The HTC Vive Pro 2 had eye tracking, I believe it launched last year. The Quest 1 had hand tracking, although it wasn't very good. I believe Apple was the first with iris scanning in a consumer device. Biggest technical advancement in the Vision Pro are the displays, using cutting-edge tech not even officially released yet, at 3500ppi they offer much greater clarity (and are incredibly expensive).
 

OrangeCream

Ars Legatus Legionis
55,362
The HTC Vive Pro 2 had eye tracking, I believe it launched last year.
I meant no Apple product had eye tracking, iris scanning, or hand tracking.
The Quest 1 had hand tracking, although it wasn't very good. I believe Apple was the first with iris scanning in a consumer device. Biggest technical advancement in the Vision Pro are the displays, using cutting-edge tech not even officially released yet, at 3500ppi they offer much greater clarity (and are incredibly expensive).
Yeah, that wasn’t my point. I was trying to say that Apple had proofed out the dot illuminators, lidar, depth mapping, positional sound, gyros, accelerometers, microphones, and cameras across multiples of their products for the decade plus leading up to the AVP.

And that’s how I envision Apple’s future genAI work. Almost everything they plug genAI into will be a feature or product where genAI will be an enhancement and improvement, and not the product itself. You’re not paying for genAI; you’re paying for the improved photos that the genAI synthesizes from a half dozen pictures. You’re not paying for genAI; you’re paying for the improved Siri speech to text, text to speech, and sentiment analysis. You’re paying for the ability to summarize an email into two sentences, and then attach it to the calendar entry and notification created from the email.

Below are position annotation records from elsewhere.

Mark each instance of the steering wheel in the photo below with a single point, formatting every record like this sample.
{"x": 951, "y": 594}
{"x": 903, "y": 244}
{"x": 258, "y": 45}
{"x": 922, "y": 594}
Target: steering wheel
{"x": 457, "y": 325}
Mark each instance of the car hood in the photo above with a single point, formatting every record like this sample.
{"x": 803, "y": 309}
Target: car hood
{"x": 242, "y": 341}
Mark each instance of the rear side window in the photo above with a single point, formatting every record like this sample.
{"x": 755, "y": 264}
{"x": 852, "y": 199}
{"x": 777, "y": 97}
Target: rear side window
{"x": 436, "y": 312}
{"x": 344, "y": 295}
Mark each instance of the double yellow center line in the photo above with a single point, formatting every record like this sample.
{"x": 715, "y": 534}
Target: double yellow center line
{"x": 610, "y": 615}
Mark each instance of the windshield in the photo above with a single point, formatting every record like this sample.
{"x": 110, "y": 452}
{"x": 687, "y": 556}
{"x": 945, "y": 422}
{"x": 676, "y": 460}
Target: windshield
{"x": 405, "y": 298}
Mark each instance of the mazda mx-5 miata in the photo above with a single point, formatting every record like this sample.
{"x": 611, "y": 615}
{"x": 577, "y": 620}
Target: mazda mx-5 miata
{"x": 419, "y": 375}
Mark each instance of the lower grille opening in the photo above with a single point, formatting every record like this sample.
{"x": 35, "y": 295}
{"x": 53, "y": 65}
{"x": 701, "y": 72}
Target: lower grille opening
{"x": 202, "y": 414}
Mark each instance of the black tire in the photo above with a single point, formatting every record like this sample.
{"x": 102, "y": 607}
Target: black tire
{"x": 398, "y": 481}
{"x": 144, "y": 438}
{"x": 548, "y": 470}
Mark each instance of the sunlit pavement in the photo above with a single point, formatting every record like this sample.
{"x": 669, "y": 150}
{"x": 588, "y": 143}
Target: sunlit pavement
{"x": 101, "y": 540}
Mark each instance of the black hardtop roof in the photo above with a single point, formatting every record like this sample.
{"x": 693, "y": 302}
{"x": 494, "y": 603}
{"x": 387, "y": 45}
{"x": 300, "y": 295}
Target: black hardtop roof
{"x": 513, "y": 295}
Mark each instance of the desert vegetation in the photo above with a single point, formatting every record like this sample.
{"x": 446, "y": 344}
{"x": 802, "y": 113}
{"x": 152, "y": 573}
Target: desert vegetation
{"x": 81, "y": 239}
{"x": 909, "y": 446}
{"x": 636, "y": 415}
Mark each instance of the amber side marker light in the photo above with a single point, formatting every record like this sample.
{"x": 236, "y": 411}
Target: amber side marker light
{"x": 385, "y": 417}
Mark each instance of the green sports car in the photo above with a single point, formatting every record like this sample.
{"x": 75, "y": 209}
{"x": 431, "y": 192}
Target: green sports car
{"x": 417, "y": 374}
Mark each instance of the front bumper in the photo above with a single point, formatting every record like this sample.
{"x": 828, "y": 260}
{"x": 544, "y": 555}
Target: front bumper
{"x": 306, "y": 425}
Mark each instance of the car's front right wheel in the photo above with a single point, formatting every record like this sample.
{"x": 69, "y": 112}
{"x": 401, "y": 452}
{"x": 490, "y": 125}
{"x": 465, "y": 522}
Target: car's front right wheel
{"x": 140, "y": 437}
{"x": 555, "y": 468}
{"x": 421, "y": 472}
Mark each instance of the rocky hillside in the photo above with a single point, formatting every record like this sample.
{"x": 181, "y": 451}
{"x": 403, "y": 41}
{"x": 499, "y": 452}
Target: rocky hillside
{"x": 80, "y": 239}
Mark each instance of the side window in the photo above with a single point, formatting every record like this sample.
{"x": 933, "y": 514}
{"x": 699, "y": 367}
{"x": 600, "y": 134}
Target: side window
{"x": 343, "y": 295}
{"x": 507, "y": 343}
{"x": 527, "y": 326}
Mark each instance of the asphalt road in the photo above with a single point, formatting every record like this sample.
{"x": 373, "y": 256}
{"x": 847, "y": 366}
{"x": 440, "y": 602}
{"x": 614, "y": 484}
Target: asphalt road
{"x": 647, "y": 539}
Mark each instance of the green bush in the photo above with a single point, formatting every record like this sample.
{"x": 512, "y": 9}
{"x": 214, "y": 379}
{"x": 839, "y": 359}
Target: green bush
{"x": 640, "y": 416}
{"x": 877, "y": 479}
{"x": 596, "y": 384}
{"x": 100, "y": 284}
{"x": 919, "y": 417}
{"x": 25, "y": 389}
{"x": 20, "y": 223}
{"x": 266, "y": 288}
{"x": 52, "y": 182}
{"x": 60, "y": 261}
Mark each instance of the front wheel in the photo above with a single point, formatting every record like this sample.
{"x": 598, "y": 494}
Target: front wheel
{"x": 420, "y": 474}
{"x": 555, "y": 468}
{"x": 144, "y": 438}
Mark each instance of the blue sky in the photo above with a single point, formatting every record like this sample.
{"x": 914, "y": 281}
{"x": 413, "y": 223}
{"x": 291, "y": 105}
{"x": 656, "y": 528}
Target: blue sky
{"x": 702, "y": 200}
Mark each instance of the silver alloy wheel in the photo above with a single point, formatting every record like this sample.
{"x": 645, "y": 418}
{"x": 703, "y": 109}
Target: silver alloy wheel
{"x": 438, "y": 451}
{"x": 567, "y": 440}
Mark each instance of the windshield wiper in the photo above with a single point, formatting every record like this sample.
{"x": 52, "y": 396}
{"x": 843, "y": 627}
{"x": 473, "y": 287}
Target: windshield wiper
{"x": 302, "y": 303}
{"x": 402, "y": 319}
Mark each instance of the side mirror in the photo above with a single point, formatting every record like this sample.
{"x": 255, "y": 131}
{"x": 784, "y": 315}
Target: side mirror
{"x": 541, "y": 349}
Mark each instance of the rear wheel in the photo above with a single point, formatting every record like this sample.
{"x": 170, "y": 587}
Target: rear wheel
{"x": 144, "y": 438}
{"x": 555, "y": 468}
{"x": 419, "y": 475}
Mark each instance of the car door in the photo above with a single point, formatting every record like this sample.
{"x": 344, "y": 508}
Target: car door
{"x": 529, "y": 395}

Generation doesn’t mean it has to ‘make stuff up’, it can use existing input to transform it into a different version of the same information.
 

wrylachlan

Ars Legatus Legionis
12,769
Subscriptor
The difference is I don’t see that being feasible in a cost effective manner in the near future.
I think your priors may be off by an order of magnitude or more. Most people talk at something on the order of 100-150 words per minute. Anything more than say 30 seconds I would consider a very long prompt for a phone AI where most things are like “Call Joe”. But let’s say you do have a bit of longer back and forth with the AI - call it 2 minutes. And you want to do that kind of long interaction 10 times a day with a daily memory. You’ve still used an order of magnitude fewer tokens that the kind of GenAI where compute cost is meaningful.

This isn’t the kind of GenAI where you paste in your college essay and ask it to make suggestions. This is a GenAI tuned to extremely short, direct prompts to use functionality on the phone. And Apple has been structuring their intents system for years, so the universe of what the GenAI can do is well understood and finite.

I’d argue that the sort of ‘drop an extensive spec in here and have it produce code’ features of ChatGPT and the like are actually more intensive than an IronMan Jarvis-like implementation that takes instructions at the rate of 100-150 tokens per minute.